Logan was known as a friend of the whites, but the massacre, and the murder of his entire family at the hands of the whites, prompted him to retaliate. Led by Logan, the Indians went on a rampage, killed several till they were finally defeated by the Virginia militia in October 1774. After defeat, Logan refused to join the other chiefs as a supplicant before the victorious whites. Instead, he sent the following speech to Lord Dunmore, royal governor of Virginia.
Thomas Jefferson included Logan's speech in his Notes on Virginia (1784-85) ... as proof "of the talents of the aboriginals of this country, and particularly of their eloquence."
Who is there to mourn for Logan? Not one.
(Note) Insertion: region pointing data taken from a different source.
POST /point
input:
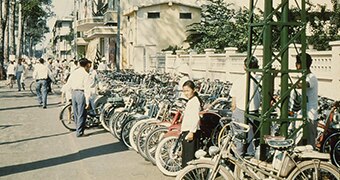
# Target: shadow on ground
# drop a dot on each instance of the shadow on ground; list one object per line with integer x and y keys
{"x": 27, "y": 106}
{"x": 34, "y": 138}
{"x": 82, "y": 154}
{"x": 4, "y": 126}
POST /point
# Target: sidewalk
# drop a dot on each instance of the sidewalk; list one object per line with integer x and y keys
{"x": 35, "y": 145}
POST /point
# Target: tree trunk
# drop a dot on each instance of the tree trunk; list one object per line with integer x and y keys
{"x": 20, "y": 32}
{"x": 11, "y": 29}
{"x": 3, "y": 22}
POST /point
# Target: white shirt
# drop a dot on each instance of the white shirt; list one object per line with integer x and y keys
{"x": 94, "y": 78}
{"x": 312, "y": 96}
{"x": 191, "y": 117}
{"x": 66, "y": 89}
{"x": 102, "y": 67}
{"x": 81, "y": 80}
{"x": 40, "y": 71}
{"x": 10, "y": 69}
{"x": 180, "y": 86}
{"x": 238, "y": 91}
{"x": 20, "y": 68}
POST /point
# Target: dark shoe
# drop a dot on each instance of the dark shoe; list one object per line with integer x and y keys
{"x": 81, "y": 135}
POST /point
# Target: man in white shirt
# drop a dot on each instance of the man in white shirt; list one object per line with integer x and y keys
{"x": 80, "y": 82}
{"x": 312, "y": 99}
{"x": 40, "y": 75}
{"x": 11, "y": 73}
{"x": 102, "y": 65}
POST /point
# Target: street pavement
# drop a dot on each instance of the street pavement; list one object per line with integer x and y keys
{"x": 35, "y": 145}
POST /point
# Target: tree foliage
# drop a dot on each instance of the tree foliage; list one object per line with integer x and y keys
{"x": 221, "y": 26}
{"x": 36, "y": 14}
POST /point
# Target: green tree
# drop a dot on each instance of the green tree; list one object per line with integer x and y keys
{"x": 221, "y": 26}
{"x": 35, "y": 14}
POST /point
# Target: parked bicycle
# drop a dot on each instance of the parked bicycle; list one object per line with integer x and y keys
{"x": 289, "y": 162}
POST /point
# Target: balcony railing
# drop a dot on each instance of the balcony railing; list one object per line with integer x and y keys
{"x": 88, "y": 23}
{"x": 101, "y": 31}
I appeal to any white man to say, if ever he entered Logan's cabin hungry, and he gave him not meat: if he ever came cold and naked, and he cloathed him not. During the course of the last long and bloody war Logan remained idle in his cabin, an advocate for peace. Such was my love for the whites, that my countrymen pointed as they passed, and said, "Logan is the friend of the white man." I had even thought to have lived with you, but for the injuries of one man. Colonel Cresap, the last spring, in cold blood, and unprovoked, murdered all the relations of Logan, not even sparing my women and children. There runs not a drop of my blood in the veins of any living creature. This called on me for revenge. I have sought it: I have killed many: I have fully glutted my vengeance: for my country I rejoice at the beams of peace. But do not harbour a thought that mine is the joy of fear. Logan never felt fear. He will not turn on his heel to save his life. Who is there to mourn for Logan? - Not one.